DLC: The Story of Gaming’s Three Most Expensive Letters
Rarely will three letters invite as much opinion in the gaming community as DLC. Downloadable Content (DLC) is, in theory, meant to expand the confines of an existing game. That’s more quests, characters, maps, items, and so on, directly from the developer to your game. In an already largely digitized gaming market, what can be better than buying a game and playing it through only to find out there’s more game to play?
At least, that’s the theory. The practice of DLC, however, is complex. Whether you love them or hate them, the games you play regularly — even within the indie gaming market — probably posses some type of micro-transactions or paid DLC addition. Surprisingly, that’s true for both free-to-play games as well as $60, AAA franchise releases. This is something of a surprise, since free-to-play games often rely on in-game transactions and currency in order to pay development costs.

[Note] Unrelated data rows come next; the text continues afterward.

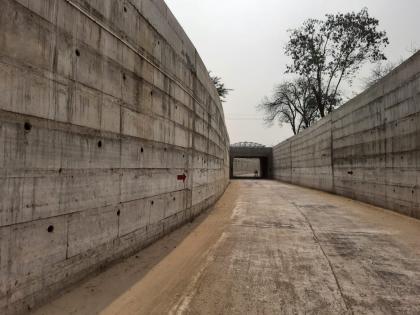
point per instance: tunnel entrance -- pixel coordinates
(250, 161)
(246, 168)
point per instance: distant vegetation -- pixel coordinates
(325, 53)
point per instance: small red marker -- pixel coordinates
(182, 177)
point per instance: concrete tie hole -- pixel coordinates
(27, 126)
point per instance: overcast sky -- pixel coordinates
(243, 42)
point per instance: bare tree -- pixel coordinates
(327, 52)
(292, 103)
(378, 72)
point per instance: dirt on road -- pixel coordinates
(266, 248)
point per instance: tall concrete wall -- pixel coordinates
(369, 149)
(103, 104)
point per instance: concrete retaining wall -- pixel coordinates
(369, 149)
(103, 105)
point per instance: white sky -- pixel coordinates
(243, 42)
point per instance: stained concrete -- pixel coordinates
(112, 134)
(368, 149)
(266, 248)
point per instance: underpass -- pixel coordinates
(266, 248)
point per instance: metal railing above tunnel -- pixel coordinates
(249, 150)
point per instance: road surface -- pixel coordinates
(266, 248)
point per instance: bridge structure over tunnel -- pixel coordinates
(251, 150)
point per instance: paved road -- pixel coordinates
(267, 248)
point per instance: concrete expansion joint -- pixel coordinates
(135, 50)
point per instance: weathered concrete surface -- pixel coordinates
(246, 167)
(103, 105)
(267, 248)
(368, 149)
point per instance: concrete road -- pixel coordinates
(266, 248)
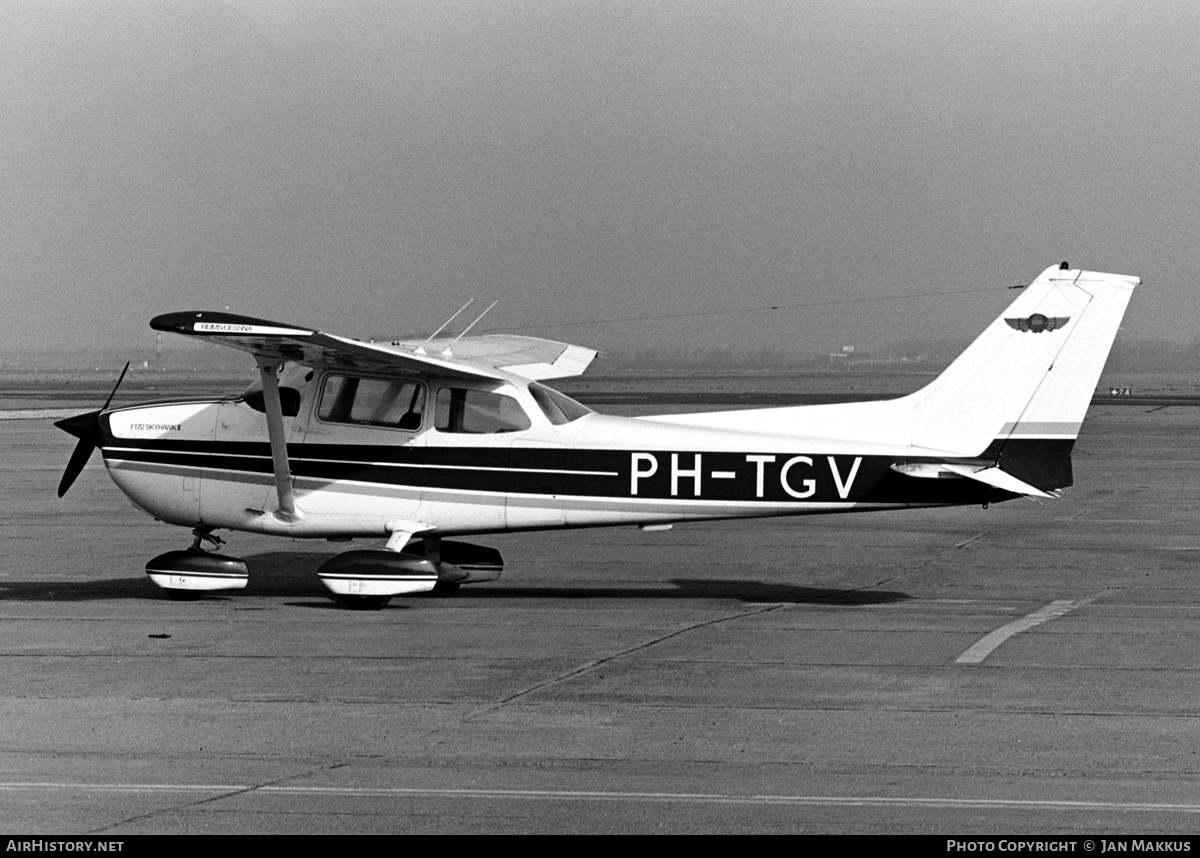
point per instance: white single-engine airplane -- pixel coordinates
(417, 442)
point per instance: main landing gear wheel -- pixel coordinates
(187, 575)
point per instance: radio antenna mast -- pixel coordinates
(445, 352)
(420, 349)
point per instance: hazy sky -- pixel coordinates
(366, 167)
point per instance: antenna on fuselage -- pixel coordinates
(445, 352)
(420, 349)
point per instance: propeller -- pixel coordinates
(87, 429)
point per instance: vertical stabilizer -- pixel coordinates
(1030, 376)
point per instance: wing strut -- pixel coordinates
(269, 370)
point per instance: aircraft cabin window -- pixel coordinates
(559, 408)
(372, 402)
(478, 412)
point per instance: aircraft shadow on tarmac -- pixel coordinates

More than a sometimes nuisance, sometimes success however, DLC has become a part of gaming culture. That is to say, the practice of charging for downloadable content — which at one point was a highly contested action — is commonplace. Where this practice came from, how it manifests itself within the gaming community, and where it may lead are the questions this article will address. Read on!
The Early Years
There is no direct paternal line to the creation of modern DLC. That’s because video games have always occupied a strange space between art and science, wherein there is no one definite way to make and update a game. So we’ll start with a simple definition of what downloadable content actually is, and trace the practice backward. DLC is an official download — released by the proprietary developer studio — which provides additional content to a base game under the same title.
Modern DLC is often provided through a drip-drip fashion. Instead of remaking the game, or re-hauling large portions of the play area as with game expansions, DLC will provide users with different character or map installments intermittently. One of the first notable DLC features came through the real-time strategy (RTS) game Total Annihilation, created by Cavedog Entertainment, which would release new units every month on personal computers back in 1997.
Some of the most notable early expansion packs — which you can consider large-scale DLC overhauls — include Warcraft II: Tides of Darkness, released around 1996, and the expansion Warcraft II: Beyond the Dark Portal released shortly thereafter. These early expansions typically continued the previous version’s plot while providing users with new units, characters, or items much in the same way they do today. Blizzard went to continue this practice multiple times with their Warcraft, World of Warcraft, and Diablo franchises. Many games followed examples like Blizzard’s thereafter.
Casual Gaming, the Quiet Giant
The precursors for modern console and desktop gaming DLC are, oddly enough, not the expansion packs of yesteryear. They’re mobile and browser gaming — often considered casual gaming. While most gamers don’t consider mobile or browser gaming genuine aspects of the core community, there’s no doubt that the practices of the mobile and browser gaming market have entered the folds.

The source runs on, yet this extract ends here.